大洋とは、地球の表面を覆う広大な海域の中でも、特に大規模で深さがあり、大陸によって区切られた地球上の主要な海の総称だ。かつては太平洋、大西洋、インド洋の「三大洋」とされてきたが、近年では、南極を取り巻く「南極海」と北極を取り囲む「北極海」も独立した大洋として認識されるようになり、これらを合わせて「五大洋」と呼ぶことが一般的になっている。
それぞれの性質を見てみよう。
- 太平洋:世界で最も広大な大洋であり、地球の海の約半分を占める。アジア、オーストラリア、南北アメリカ大陸に囲まれ、最も深く、多くの海溝が存在する。活発なプレートの沈み込み帯が多いため、地震や火山活動も活発な「環太平洋造山帯」が周囲を取り巻いている。
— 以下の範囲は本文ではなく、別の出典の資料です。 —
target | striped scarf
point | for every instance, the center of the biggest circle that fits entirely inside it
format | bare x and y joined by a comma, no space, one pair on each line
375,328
- 大西洋:南北アメリカ大陸とヨーロッパ、アフリカ大陸に挟まれた、南北に細長い形をした大洋だ。中央には海底の山脈である「大西洋中央海嶺」が走り、新しい地殻が生成されている。その海嶺から両側へプレートが広がることで、大陸が移動している証拠でもある。
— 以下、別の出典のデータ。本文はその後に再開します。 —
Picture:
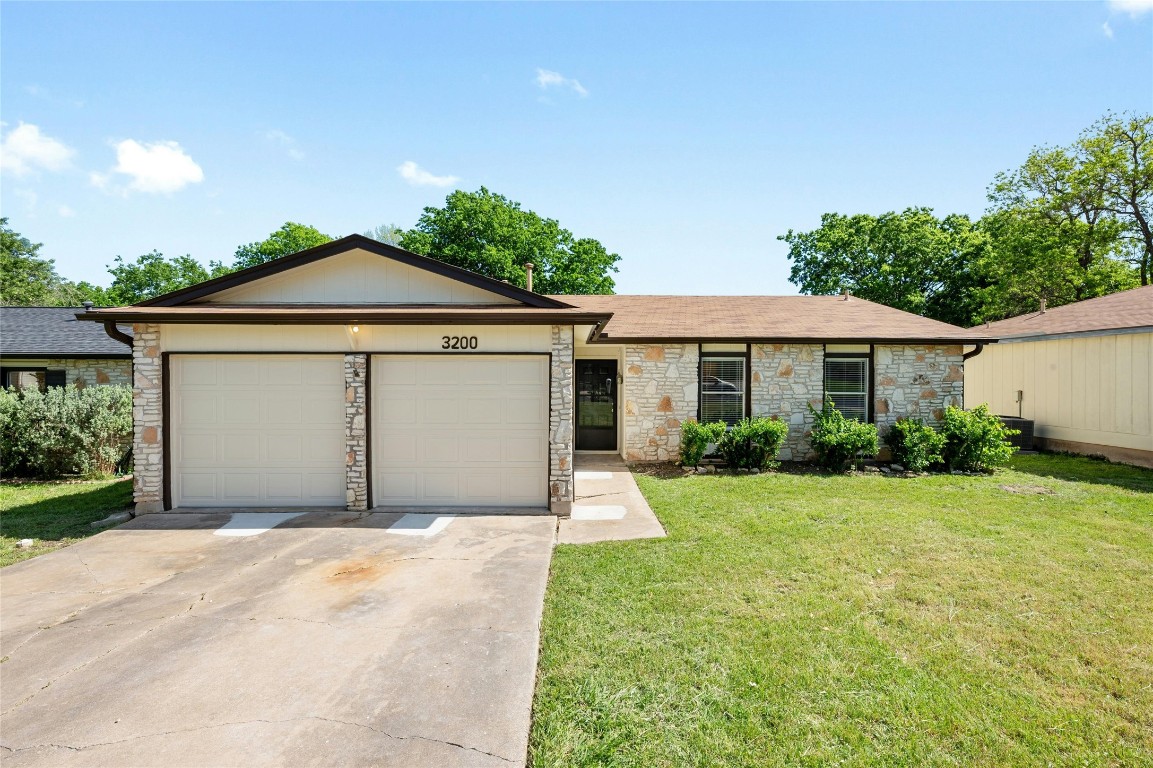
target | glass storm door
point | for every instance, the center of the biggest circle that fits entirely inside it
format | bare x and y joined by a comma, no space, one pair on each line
596,405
- インド洋:アジア、アフリカ、オーストラリア大陸に囲まれた大洋で、他の大洋に比べて陸地の占める割合が大きいのが特徴だ。モンスーンの影響を強く受け、季節によって海流の向きが大きく変わる地域もある。
- 南極海:南極大陸を取り巻く海域であり、多くの氷山や海氷が存在する。非常に冷たい海水が特徴で、地球の海洋循環において重要な役割を果たす「南極環流」が流れている。生物生産性が高い海域でもある。
- 北極海:北極点を取り囲む、地球上で最も小さい大洋だ。北アメリカ大陸、ユーラシア大陸、グリーンランドなどに囲まれ、大部分が一年を通して海氷に覆われている。近年、地球温暖化の影響で海氷の減少が著しく、その環境変化が注目されている。
これらの大洋は、それぞれが広大な生態系を育み、地球規模の気候調節、水循環、物質循環において不可欠な役割を担っている。また、人類にとっては、海上交通路として、そして食料や資源の供給源として、古くから重要な存在であり続けているのだ。